Kahn considered this theory untenable because it was crude and potentially destabilizing. Arguably, the "New Look" invited nuclear attack by providing the Soviets with an incentive to precede any conventional, localized military action worldwide (e.g., in Korea, Africa, etc.) with a nuclear attack on U.S. bomber bases, thereby eliminating the Americans' nuclear threat immediately and forcing the U.S. into the land war it sought to avoid.
In 1960, as Cold War tensions were near their peak following the Sputnik crisis and amidst talk of a widening "missile gap" between the U.S. and the Soviets, Kahn published On Thermonuclear War, the title of which clearly alluded to the classic 19th-century treatise on military strategy, On War, by German military strategist Carl von Clausewitz.
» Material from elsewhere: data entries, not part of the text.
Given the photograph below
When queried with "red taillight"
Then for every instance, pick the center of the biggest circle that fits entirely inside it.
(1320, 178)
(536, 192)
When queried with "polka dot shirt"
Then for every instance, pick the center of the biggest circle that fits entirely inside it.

Kahn rested his theory upon two premises, one obvious, one highly controversial. First, nuclear war was obviously feasible, since the United States and the Soviet Union currently had massive nuclear arsenals aimed at each other. Second, like any other war, it was winnable.
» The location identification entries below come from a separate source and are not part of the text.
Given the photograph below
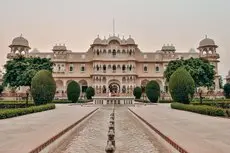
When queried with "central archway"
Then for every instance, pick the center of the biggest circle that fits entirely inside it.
(114, 86)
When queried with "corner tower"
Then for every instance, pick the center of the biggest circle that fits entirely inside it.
(207, 48)
(19, 46)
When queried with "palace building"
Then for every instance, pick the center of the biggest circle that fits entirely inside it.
(114, 65)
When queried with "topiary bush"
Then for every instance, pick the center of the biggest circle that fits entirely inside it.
(73, 91)
(90, 92)
(201, 109)
(227, 90)
(1, 89)
(181, 86)
(43, 87)
(152, 91)
(137, 92)
(8, 113)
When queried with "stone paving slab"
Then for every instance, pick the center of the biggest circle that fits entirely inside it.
(194, 132)
(24, 133)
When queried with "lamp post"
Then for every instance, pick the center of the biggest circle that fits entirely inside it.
(200, 95)
(27, 96)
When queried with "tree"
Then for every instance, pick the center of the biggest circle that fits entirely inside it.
(43, 87)
(90, 92)
(21, 70)
(201, 70)
(181, 86)
(227, 90)
(152, 90)
(73, 91)
(137, 92)
(1, 89)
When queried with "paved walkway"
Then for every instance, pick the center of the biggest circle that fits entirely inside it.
(24, 133)
(194, 132)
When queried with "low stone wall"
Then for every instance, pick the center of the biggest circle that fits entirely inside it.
(113, 100)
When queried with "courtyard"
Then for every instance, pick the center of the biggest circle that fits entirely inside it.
(193, 132)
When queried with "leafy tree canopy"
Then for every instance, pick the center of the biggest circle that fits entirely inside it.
(201, 70)
(181, 86)
(21, 70)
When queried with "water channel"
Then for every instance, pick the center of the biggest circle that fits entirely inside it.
(130, 135)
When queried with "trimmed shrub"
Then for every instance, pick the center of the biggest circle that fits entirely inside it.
(201, 109)
(90, 92)
(220, 104)
(142, 100)
(152, 91)
(181, 86)
(1, 89)
(43, 87)
(227, 90)
(137, 92)
(8, 113)
(165, 101)
(73, 91)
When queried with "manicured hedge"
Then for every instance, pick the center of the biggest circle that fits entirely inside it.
(8, 113)
(206, 110)
(165, 101)
(65, 101)
(142, 100)
(15, 105)
(223, 104)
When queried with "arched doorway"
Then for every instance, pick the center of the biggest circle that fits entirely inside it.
(83, 85)
(114, 87)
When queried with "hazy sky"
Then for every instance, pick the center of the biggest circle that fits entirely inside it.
(151, 23)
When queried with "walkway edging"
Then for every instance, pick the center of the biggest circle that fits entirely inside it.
(166, 138)
(54, 138)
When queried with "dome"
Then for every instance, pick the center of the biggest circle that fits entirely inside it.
(35, 50)
(192, 50)
(168, 48)
(97, 41)
(104, 41)
(130, 41)
(20, 41)
(207, 42)
(112, 38)
(59, 48)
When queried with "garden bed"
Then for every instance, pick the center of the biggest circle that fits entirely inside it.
(201, 109)
(8, 113)
(65, 101)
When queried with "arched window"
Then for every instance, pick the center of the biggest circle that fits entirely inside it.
(104, 68)
(97, 52)
(130, 67)
(98, 68)
(71, 68)
(104, 89)
(82, 68)
(130, 52)
(145, 68)
(123, 68)
(123, 89)
(114, 68)
(157, 69)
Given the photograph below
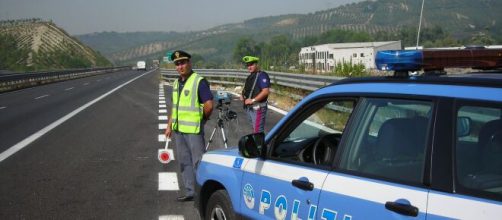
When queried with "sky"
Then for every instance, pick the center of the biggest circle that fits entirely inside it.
(88, 16)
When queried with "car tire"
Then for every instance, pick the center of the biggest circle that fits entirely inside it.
(219, 207)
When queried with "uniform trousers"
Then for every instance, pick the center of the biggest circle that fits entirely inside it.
(189, 151)
(256, 116)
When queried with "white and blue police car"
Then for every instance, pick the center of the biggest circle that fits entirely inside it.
(425, 146)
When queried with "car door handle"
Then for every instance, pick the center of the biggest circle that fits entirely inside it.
(303, 184)
(403, 209)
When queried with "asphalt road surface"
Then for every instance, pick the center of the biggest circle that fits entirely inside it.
(87, 149)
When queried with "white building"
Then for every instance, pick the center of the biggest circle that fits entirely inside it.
(324, 58)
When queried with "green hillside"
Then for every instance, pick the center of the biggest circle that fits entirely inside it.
(34, 45)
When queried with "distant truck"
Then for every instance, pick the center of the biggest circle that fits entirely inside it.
(141, 65)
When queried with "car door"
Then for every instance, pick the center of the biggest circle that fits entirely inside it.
(287, 183)
(381, 169)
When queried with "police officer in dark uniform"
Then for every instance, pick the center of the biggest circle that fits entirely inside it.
(255, 94)
(192, 105)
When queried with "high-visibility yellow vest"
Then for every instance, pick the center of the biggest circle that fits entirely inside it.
(187, 112)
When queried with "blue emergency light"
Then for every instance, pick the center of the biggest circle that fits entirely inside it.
(399, 60)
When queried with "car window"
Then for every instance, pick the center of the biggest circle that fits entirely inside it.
(314, 136)
(388, 139)
(478, 149)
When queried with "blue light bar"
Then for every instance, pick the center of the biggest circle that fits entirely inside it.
(399, 60)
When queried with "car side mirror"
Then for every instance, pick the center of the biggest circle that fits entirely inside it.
(463, 126)
(252, 145)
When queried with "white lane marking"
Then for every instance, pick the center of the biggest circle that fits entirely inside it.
(171, 217)
(162, 126)
(12, 150)
(42, 96)
(168, 181)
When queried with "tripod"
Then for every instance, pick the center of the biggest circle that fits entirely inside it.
(219, 124)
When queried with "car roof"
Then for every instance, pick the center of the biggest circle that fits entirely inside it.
(492, 78)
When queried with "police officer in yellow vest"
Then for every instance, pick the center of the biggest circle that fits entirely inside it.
(192, 105)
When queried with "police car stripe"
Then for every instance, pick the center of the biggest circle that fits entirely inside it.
(270, 169)
(222, 160)
(462, 208)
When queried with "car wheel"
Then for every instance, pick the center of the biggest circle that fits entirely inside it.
(219, 207)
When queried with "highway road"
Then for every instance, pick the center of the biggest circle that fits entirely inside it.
(87, 149)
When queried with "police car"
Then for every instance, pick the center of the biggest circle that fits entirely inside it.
(407, 146)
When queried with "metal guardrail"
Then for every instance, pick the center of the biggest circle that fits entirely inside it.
(12, 81)
(238, 77)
Whether hundreds of millions died or "merely" a few major cities were destroyed, Kahn argued, life would in fact go on, as it had for instance after the "Black Death" of the 14th century in Europe, or in Japan after a limited nuclear attack in 1945, contrary to the conventional, prevailing doomsday scenarios. Various outcomes might be far more horrible than anything hitherto witnessed or imagined, but nonetheless, some of them in turn could be far worse than others. No matter how calamitous the devastation, the survivors ultimately would not "envy the dead." To believe otherwise would mean that deterrence was unnecessary in the first place. If Americans were unwilling to accept the consequences, no matter how horrifying, of a nuclear exchange, then they certainly had no business proclaiming their willingness to attack. Without an unfettered, unambivalent willingness to push the button, the entire array of preparations and military deployments was merely an elaborate bluff.
The basis of his work were systems theory and game theory as applied to military strategy and economics. Kahn argued that for deterrence to succeed, the Soviets had to be convinced that the United States had a second strike capability, in order to leave no doubt in the minds of the Politburo that even a perfectly-coordinated, massive attack would guarantee a measure of retaliation that would leave them devastated as well:
At the minimum, an adequate deterrent for the United States must provide an objective basis for a Soviet calculation that would persuade them that, no matter how skillful or ingenious they were, an attack on the United States would lead to a very high risk if not certainty of large-scale destruction to Soviet civil society and military forces.This reasoning superficially resembles the much older doctrine of MAD, or "Mutual Assured Destruction", but Kahn was actually a vocal critic of that doctrine, which was due to John von Neumann. Strong conventional forces were also a key element in Kahn's strategic thinking, for he argued that the tension generated by relatively minor flashpoints worldwide could be thereby effectively siphoned off without undue resort to the nuclear option.